Ce retour de la valeur travail est un peu étrange alors que le chômage n'a pas disparu et que la critique du salariat s'est évanouie. Bien malin qui peut aujourd'hui trouver en librairie un ouvrage qui le critique comme on pouvait le faire dans les années 60 ou 70. Des décennies de chômage ont rendu inaudible des thèses qui étaient à l'origine de la réflexion sur le temps de travail (réflexion devenue, avec la loi sur les 35 heures, recherche d'une meilleure organisation du temps de travail, ce qui est tout différent).

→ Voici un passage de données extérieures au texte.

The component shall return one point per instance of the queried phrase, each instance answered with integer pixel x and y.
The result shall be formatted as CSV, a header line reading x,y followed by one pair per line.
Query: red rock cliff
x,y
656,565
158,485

Mais qu'une critique s'évanouisse ne veut pas dire que ses raisons ont disparu. Le salariat n'est pas plus aimable aujourd'hui qu'hier, mais ces critiques ont changé de nature, elles sont passé de l'espace public à l'espace privé. Lorsque l'on examine les comportements des salariés, des cadres notamment, on découvre de nombreuses attitudes qui sont l'expression d'une attitude critique à l'égard du travail. Je prendrai trois exemples :
- le succès des pré-retraites. Tout le monde s'accorde pour les condamner et, cependant, leur succès ne se dément pas. Vu du coté des entreprises, c'est assez logique (cela leur permet de se séparer de salariés dont elles n'ont plus besoin), mais les salariés ne sont pas les derniers à en profiter. Tous les programmes de pré-retraite ont du succès, même lorsqu'ils s'accompagnent d'une réduction significative des revenus. Comment l'interpréter sinon comme une critique de la vie au travail. Je le fais d'autant plus volontiers que j'ai, il y a une vingtaine d'années, réalisé une étude pour une grande entreprise dont le programme de pré-retraite venait de connaître un succès foudroyant. "Essayez donc, m'a-t-on demandé, d'aller comprendre ce qui motive tous ces gens? Sont-ils donc si malheureux chez nous?" Je me souviens de la réponse de l'une des personnes que j'ai alors interviewée, qui illustrait le sentiment général : "J'ai 53 ans, une maison, des enfants éduqués, je n'en peux plus des comportements de la hiérarchie, j'en ai assez de devoir en permanence dire oui, monsieur, même lorsque je pense non." Je précise qu'il s'agissait d'une entreprise qui avait bonne réputation et traitait plutôt bien ses collaborateurs ;
- le succès du bénévolat que j'ai analysé dans un papier (Le bénévolat, critique silencieux du travail salarié) que l'on peut trouver ici, comme une critique implicite et indirecte du salariat : en investissant dans des actions bénévoles, humanitaires, sans visée commerciale ni lucrative, des salariés, souvent des cadres expriment leur refus d'un monde dans lequel les seules valeurs seraient celles de la relation salariale ;
- les comportements électoraux des cadres supérieurs que j'ai analysés dans ce papier (Pourquoi les cadres supérieurs votent-ils à gauche?) publié en 2005 dans le Banquet dans lequel je montre que ces cadres votent à gauche, voire à l'extrême-gauche, pour exprimer leur critique du modèle social développé par les entreprises.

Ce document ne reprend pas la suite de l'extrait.